[Fontconfig] Re: [Cairo] Text API proposal
Owen Taylor
otaylor at redhat.com
Tue Aug 12 08:32:41 EST 2003
On Mon, 2003-08-11 at 16:31, Keith Packard wrote:
> Around 14 o'clock on Aug 11, Owen Taylor wrote:
>
> > If you set up things to allow A), B) comes naturally. If you
> > have a CairoFontWin32 implementation of CairoFont, you can have
> > cairo_font_win32_from_logfont().
>
> One option is to always provide FreeType APIs (for portability) and then to
> add native APIs at some level to let people plug things in at this level.
>
> cairo_font_freetype_t cairo_font_freetype_create (FT_Font font);
> FT_Font cairo_font_freetype_ft_font (cairo_font_freetype_t cff);
> cairo_font_t cairo_font_from_freetype (cairo_font_freetype_t cff);
> cairo_font_win32_t cairo_font_win32_create (...);
> cairo_font_t cairo_font_from_win32 (cairo_font_win32_t cfw);
I don't think even linking to FreeType on, say, Windows is right; for
various reasons:
- One more dependency that won't be there normally
- Inconsistent rendering between different apps
- Having cairo_font_t be polymorphic on a single system is going
to be confusing and lead to problems where people assume that
a font *must* be a cairo_font_win32_t.
It isn't a bad idea to allow people to plug in a new font
system on the fly if they are doing something really custom, but
having two font systems always there is rather peculiar.
> then people could choose which they prefer. That leaves in question how to
> deal with fontconfig and the 'trivial' APIs.
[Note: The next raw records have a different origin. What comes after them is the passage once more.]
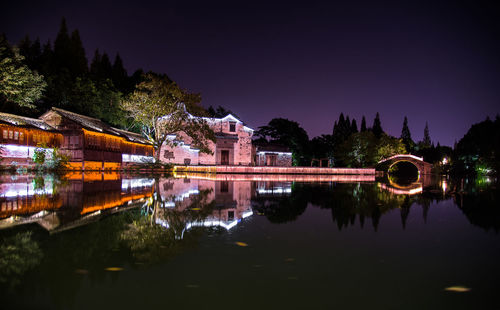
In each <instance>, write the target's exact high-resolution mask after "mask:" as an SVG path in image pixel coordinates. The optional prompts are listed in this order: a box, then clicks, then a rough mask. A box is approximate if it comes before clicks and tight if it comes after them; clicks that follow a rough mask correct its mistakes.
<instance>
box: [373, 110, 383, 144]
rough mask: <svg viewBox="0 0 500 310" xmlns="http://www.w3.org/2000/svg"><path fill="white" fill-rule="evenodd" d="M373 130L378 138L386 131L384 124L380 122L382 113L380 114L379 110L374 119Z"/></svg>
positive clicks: (374, 134)
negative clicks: (382, 123)
mask: <svg viewBox="0 0 500 310" xmlns="http://www.w3.org/2000/svg"><path fill="white" fill-rule="evenodd" d="M372 132H373V134H374V135H375V137H377V138H380V137H381V136H382V134H383V133H384V130H383V129H382V124H381V123H380V115H379V114H378V112H377V115H375V119H374V120H373V126H372Z"/></svg>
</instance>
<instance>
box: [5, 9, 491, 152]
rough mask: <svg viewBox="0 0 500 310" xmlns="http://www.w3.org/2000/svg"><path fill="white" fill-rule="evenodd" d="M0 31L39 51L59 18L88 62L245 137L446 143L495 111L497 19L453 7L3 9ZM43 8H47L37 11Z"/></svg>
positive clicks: (483, 9)
mask: <svg viewBox="0 0 500 310" xmlns="http://www.w3.org/2000/svg"><path fill="white" fill-rule="evenodd" d="M9 2H12V3H10V4H9V5H8V7H7V8H6V5H5V4H4V5H3V8H2V10H1V12H0V32H5V33H6V35H7V38H8V39H9V41H10V42H11V43H17V42H19V40H20V39H21V38H22V37H23V36H25V35H26V34H29V35H30V37H31V38H32V39H33V38H36V37H39V38H40V39H41V41H42V43H44V42H46V41H47V40H48V39H51V41H52V42H53V40H54V39H55V37H56V34H57V32H58V30H59V26H60V22H61V18H62V17H63V16H64V17H65V18H66V20H67V24H68V28H69V30H70V31H72V30H74V29H75V28H77V29H78V30H79V31H80V36H81V38H82V41H83V43H84V47H85V48H86V52H87V55H88V59H89V61H90V60H91V59H92V56H93V53H94V51H95V49H96V48H99V50H100V51H101V52H102V51H105V52H107V53H108V54H109V55H110V56H111V58H112V59H114V56H115V54H116V53H117V52H119V53H120V55H121V57H122V58H123V61H124V64H125V66H126V68H127V69H128V72H129V74H131V73H132V72H133V71H135V70H136V69H138V68H143V69H144V70H146V71H147V70H153V71H155V72H161V73H166V74H167V75H168V76H169V77H170V78H172V79H173V80H175V81H176V82H178V83H179V84H180V85H181V86H182V87H183V88H186V89H188V90H190V91H193V92H201V93H202V97H203V105H204V106H205V107H208V106H209V105H213V106H218V105H222V106H224V107H226V108H228V109H231V110H233V111H234V112H236V113H237V114H238V115H239V116H240V117H241V118H242V120H243V121H244V122H246V123H247V124H248V125H249V126H251V127H253V128H257V127H258V126H262V125H265V124H266V123H267V122H268V121H269V120H271V119H272V118H275V117H284V118H288V119H291V120H295V121H297V122H299V123H300V124H301V125H302V127H303V128H304V129H306V130H307V132H308V133H309V137H310V138H312V137H314V136H317V135H320V134H327V133H331V131H332V128H333V122H334V121H335V120H336V119H338V116H339V114H340V112H344V114H348V115H350V116H351V117H355V118H356V119H357V121H358V126H359V125H360V123H361V117H362V115H365V116H366V119H367V123H368V125H369V126H371V125H372V122H373V118H374V117H375V113H376V112H377V111H378V112H380V116H381V121H382V127H383V129H384V130H385V131H386V132H387V133H389V134H391V135H394V136H398V137H399V135H400V134H401V127H402V123H403V118H404V116H405V115H406V116H408V120H409V126H410V130H411V133H412V137H413V139H414V140H421V139H422V136H423V130H424V126H425V122H426V121H428V123H429V130H430V135H431V138H432V140H433V141H434V142H436V143H437V142H438V141H439V142H440V143H441V144H445V145H451V146H452V145H453V143H454V141H455V140H459V139H460V138H461V137H462V136H463V135H464V134H465V133H466V131H467V129H468V128H469V127H470V126H471V125H472V124H473V123H476V122H479V121H482V120H484V119H485V118H486V117H487V116H489V117H490V118H494V117H495V115H496V114H497V113H499V112H500V108H499V107H500V10H499V8H498V7H496V6H495V5H494V1H491V2H489V3H488V2H483V3H481V2H478V1H466V2H463V1H460V2H439V1H430V2H425V1H411V2H409V1H394V2H387V1H384V2H378V3H375V1H367V2H359V1H345V2H337V3H329V4H323V3H321V2H315V1H302V2H301V3H300V4H293V3H292V2H290V1H286V2H280V3H271V1H267V2H257V1H245V2H241V3H240V2H239V1H231V2H216V1H199V2H197V1H161V2H160V3H154V2H148V1H116V2H115V3H106V1H85V2H83V1H82V2H78V3H70V1H33V2H29V1H9ZM42 2H48V3H42Z"/></svg>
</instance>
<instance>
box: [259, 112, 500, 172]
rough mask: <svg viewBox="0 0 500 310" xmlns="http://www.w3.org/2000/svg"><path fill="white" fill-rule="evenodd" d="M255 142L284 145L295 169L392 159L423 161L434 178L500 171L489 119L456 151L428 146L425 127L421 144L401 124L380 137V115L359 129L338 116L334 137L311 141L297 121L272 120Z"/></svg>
mask: <svg viewBox="0 0 500 310" xmlns="http://www.w3.org/2000/svg"><path fill="white" fill-rule="evenodd" d="M255 137H256V139H257V141H259V142H261V143H262V142H268V143H276V144H282V145H285V146H288V147H289V148H290V150H291V151H292V152H293V159H294V161H293V162H294V164H295V165H302V166H309V165H314V166H318V165H319V162H320V161H321V163H322V166H323V167H324V166H327V165H329V166H336V167H369V166H372V167H373V166H375V165H376V164H377V162H378V161H379V160H380V159H383V158H387V157H390V156H392V155H395V154H413V155H416V156H421V157H423V158H424V160H425V161H427V162H429V163H432V164H433V165H434V171H435V172H436V173H448V174H483V175H485V174H495V173H498V171H500V161H499V160H498V154H499V152H500V118H499V117H498V116H497V117H496V119H495V120H494V121H492V120H490V119H489V118H488V119H487V120H485V121H483V122H481V123H478V124H475V125H473V126H472V127H471V129H470V130H469V131H468V132H467V134H466V135H465V136H464V137H463V138H462V139H461V140H460V141H459V142H458V143H456V144H455V146H454V148H451V147H449V146H441V145H440V144H439V143H437V144H434V142H432V139H431V136H430V132H429V126H428V124H427V123H426V124H425V128H424V135H423V139H422V140H421V141H414V140H413V139H412V136H411V132H410V129H409V127H408V118H407V117H405V118H404V119H403V124H402V129H401V135H400V136H399V137H393V136H391V135H389V134H387V133H386V132H384V130H383V127H382V121H381V118H380V115H379V113H377V114H376V115H375V118H374V119H373V123H372V126H370V127H369V126H367V122H366V118H365V117H364V116H363V117H362V120H361V125H360V127H359V128H358V125H357V121H356V119H354V118H350V117H349V116H348V115H344V114H343V113H341V114H340V116H339V118H338V119H337V120H336V121H335V122H334V124H333V131H332V134H327V135H321V136H319V137H314V138H313V139H311V140H309V137H308V135H307V132H306V131H305V130H304V129H303V128H302V127H300V125H299V124H298V123H297V122H294V121H290V120H287V119H282V118H277V119H273V120H271V121H270V122H269V124H268V125H266V126H261V127H259V130H257V131H256V132H255Z"/></svg>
One option is to map
> fontconfig patterns to native fonts inside cairo so that (by default) you'd
> get native fonts on every platform:
This is an appealing choice, as long as the goals mentioned in my last
mail are possible: consistent list of fonts with the system, and minimal
overhead when not used.
> cairo_font_freetypet cairo_font_freetype_create_from_pattern (FcPattern *pattern)
> cairo_font_win32_t cairo_font_win32_create_from_pattern (FcPattern
> *pattern)
> cairo_font_t cairo_font_create_from_pattern (FcPattern *pattern)
>
> Make cairo_font_create_from_pattern call one of the other two and return
> the casted result.
Pango uses a factory setup that would look like:
cairo_font_map_create_font_from_pattern (fontmap, pattern);
I think this works a bit better in general.
> Apps that "don't care" can use the generic functions, apps that "kind of
> care" can use just the freetype functions while apps that "really care"
> can have conditional code that selects the correct code depending on the
> underlying operating system.
Does this intermediate state of caring make sense? You shouldn't get one
rasterization if you "don't care" or "really care", and a different
rasterization if you "kind of care".
> What I want to avoid is attempting to provide an abstract interface on top
> of the underlying font system; that will just frustrate people and cause
> cairo to forever lag behind.
What do you mean by an "abstract interface"? Do you mean a generic
interface that goes beyond being useful for don't-care applications?